“I’mbackingmymum’scarintothedriveway. Hangononesecond. Youcoolyeah?” Speech Debelle delivers even the most humdrum information with singsong musicality and bounce. She’s a natural. “I rap how I speak,” says the 26-year-old hip-hopper, whose debut album, Speech Therapy, won Britain’s coveted Mercury Prize this year, beating out odds-on favorites La Roux and Bat For Lashes. “In my 10 years of rapping, it took me about nine of those to even consider the way I sound. It was never something I thought about. I just rapped.”

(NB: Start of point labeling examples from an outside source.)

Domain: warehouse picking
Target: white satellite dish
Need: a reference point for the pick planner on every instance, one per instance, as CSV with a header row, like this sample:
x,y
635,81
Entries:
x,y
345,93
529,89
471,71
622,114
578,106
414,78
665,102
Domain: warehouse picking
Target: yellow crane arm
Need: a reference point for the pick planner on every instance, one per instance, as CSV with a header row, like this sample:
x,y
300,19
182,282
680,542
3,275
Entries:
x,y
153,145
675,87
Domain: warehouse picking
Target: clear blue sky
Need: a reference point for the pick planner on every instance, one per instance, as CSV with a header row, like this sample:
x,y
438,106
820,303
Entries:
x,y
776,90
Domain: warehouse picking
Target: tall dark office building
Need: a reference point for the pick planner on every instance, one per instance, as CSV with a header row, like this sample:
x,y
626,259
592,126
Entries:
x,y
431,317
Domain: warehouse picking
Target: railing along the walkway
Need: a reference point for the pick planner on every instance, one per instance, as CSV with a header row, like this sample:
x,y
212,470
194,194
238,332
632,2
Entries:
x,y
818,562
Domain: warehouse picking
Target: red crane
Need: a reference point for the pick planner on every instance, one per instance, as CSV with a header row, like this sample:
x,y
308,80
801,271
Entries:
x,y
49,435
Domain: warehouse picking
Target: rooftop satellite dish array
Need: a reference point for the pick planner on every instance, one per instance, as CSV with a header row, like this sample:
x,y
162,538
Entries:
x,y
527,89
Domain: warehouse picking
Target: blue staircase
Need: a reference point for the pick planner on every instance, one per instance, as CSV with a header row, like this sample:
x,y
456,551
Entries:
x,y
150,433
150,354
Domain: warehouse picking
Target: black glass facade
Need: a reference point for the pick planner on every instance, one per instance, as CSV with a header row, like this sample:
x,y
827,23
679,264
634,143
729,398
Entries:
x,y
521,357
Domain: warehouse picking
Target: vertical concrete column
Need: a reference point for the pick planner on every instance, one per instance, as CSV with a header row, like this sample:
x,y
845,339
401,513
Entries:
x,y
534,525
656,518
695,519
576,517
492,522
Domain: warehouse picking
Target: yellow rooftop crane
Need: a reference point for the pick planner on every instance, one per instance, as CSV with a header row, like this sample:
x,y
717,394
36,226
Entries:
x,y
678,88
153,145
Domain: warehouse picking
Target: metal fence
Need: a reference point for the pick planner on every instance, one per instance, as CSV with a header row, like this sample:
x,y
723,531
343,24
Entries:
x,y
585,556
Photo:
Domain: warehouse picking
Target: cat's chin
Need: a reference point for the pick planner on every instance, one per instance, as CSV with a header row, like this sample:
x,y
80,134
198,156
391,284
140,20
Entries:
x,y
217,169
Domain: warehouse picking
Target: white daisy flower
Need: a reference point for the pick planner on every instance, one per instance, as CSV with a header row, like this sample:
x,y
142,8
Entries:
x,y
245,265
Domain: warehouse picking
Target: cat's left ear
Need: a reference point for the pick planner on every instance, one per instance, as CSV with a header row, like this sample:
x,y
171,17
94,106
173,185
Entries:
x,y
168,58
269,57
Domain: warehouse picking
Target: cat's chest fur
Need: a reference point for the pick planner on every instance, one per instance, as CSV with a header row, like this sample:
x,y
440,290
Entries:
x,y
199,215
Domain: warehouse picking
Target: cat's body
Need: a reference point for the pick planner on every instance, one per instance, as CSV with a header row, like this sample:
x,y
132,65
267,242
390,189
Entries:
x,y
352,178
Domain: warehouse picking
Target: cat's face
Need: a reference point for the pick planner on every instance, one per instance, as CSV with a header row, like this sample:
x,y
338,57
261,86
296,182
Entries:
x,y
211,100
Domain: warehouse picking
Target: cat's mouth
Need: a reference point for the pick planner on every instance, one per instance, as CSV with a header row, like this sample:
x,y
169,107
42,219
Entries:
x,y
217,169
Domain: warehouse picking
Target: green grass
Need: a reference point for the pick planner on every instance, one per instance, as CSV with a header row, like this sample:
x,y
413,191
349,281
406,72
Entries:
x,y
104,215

Debelle’s natural flow, like poet Louise Glück gone light-speed, jibes with her confessional lyrics, which, for the most part, skip the bling and the boys. (“You don’t have to worry about me, I’m doing music now/ It’s the truth/ It’s from my heart/ I hope it makes you proud.”) “I’ve always written confessional raps,” Debelle says. “When I write songs, I’m talking to myself. YouknowwhatImean?” It’s these self-reflective, internal struggles, which involve integrity and dignity, that make Debelle’s rhymes more relatable than most.
American audiences will get the chance to hear Debelle in action this January, when the London native finally tours stateside after a series of visa problems forced her to postpone the trip. She’ll release her sophomore follow-up, The Art of Speech, next year. “I spent my first album talking about myself,” she says. “Now I’m looking at what’s out there, and trying to find myself in it all, like anyone else.”